9) Le maintien en détention administrative est dès lors conforme au principe de proportionnalité, aucune mesure moins incisive ne permettant d’assurer la présence de l’intéressé le jour où l’exécution du renvoi pourrait avoir lieu.

10) Mal fondé, le recours sera donc rejeté.
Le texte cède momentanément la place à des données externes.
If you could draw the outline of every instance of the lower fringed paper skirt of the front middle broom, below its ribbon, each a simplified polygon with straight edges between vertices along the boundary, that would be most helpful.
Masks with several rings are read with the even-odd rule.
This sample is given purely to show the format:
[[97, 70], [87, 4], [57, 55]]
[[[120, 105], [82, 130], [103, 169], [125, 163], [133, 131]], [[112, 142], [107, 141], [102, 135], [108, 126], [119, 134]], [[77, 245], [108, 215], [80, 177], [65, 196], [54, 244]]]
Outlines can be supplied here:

Vu la nature du litige, aucun émolument ne sera perçu (art. 87 al. 1 LPA et art. 12 al. 1 du règlement sur les frais, émoluments et indemnités en procédure administrative du 30 juillet 1986 - RFPA- E 5 10.03). Vu l’issue de celui-ci, aucune indemnité de procédure ne sera allouée (art. 87 al. 2 LPA).

 

* * * * *

PAR CES MOTIFS
LA CHAMBRE ADMINISTRATIVE

à la forme :

déclare recevable le recours interjeté le 29 juillet 2014 par Monsieur A______ contre le jugement du Tribunal administratif de première instance du 17 juillet 2014 ;

au fond :

le rejette ;

dit qu'il n'est pas perçu d'émolument, ni alloué d'indemnité de procédure ;

 

dit que, conformément aux art. 82 ss de la loi fédérale sur le Tribunal fédéral du 17 juin 2005 (LTF - RS 173.110), le présent arrêt peut être porté dans les trente jours qui suivent sa notification par-devant le Tribunal fédéral, par la voie du recours en matière de droit public ; le mémoire de recours doit indiquer les conclusions, motifs et moyens de preuve et porter la signature du recourant ou de son mandataire ; il doit être adressé au Tribunal fédéral, 1000 Lausanne 14, par voie postale ou par voie électronique aux conditions de l’art. 42 LTF. Le présent arrêt et les pièces en possession du recourant, invoquées comme moyens de preuve, doivent être joints à l’envoi ;

communique le présent arrêt à Me Magali Buser, avocate du recourant, à l’officier de police, à l'office cantonal de la population et des migrations, au Tribunal administratif de première instance, à l'office fédéral des migrations, ainsi qu'au centre Frambois LMC, pour information.

Siégeants : Mme Junod, présidente, M. Dumartheray et Mme Payot Zen-Ruffinen, juges.


Au nom de la chambre administrative :

la greffière-juriste :

 

 

S. Hüsler Enz

 

la présidente siégeant :

 

 

Ch. Junod

 

 

 

Copie conforme de cet arrêt a été communiquée aux parties.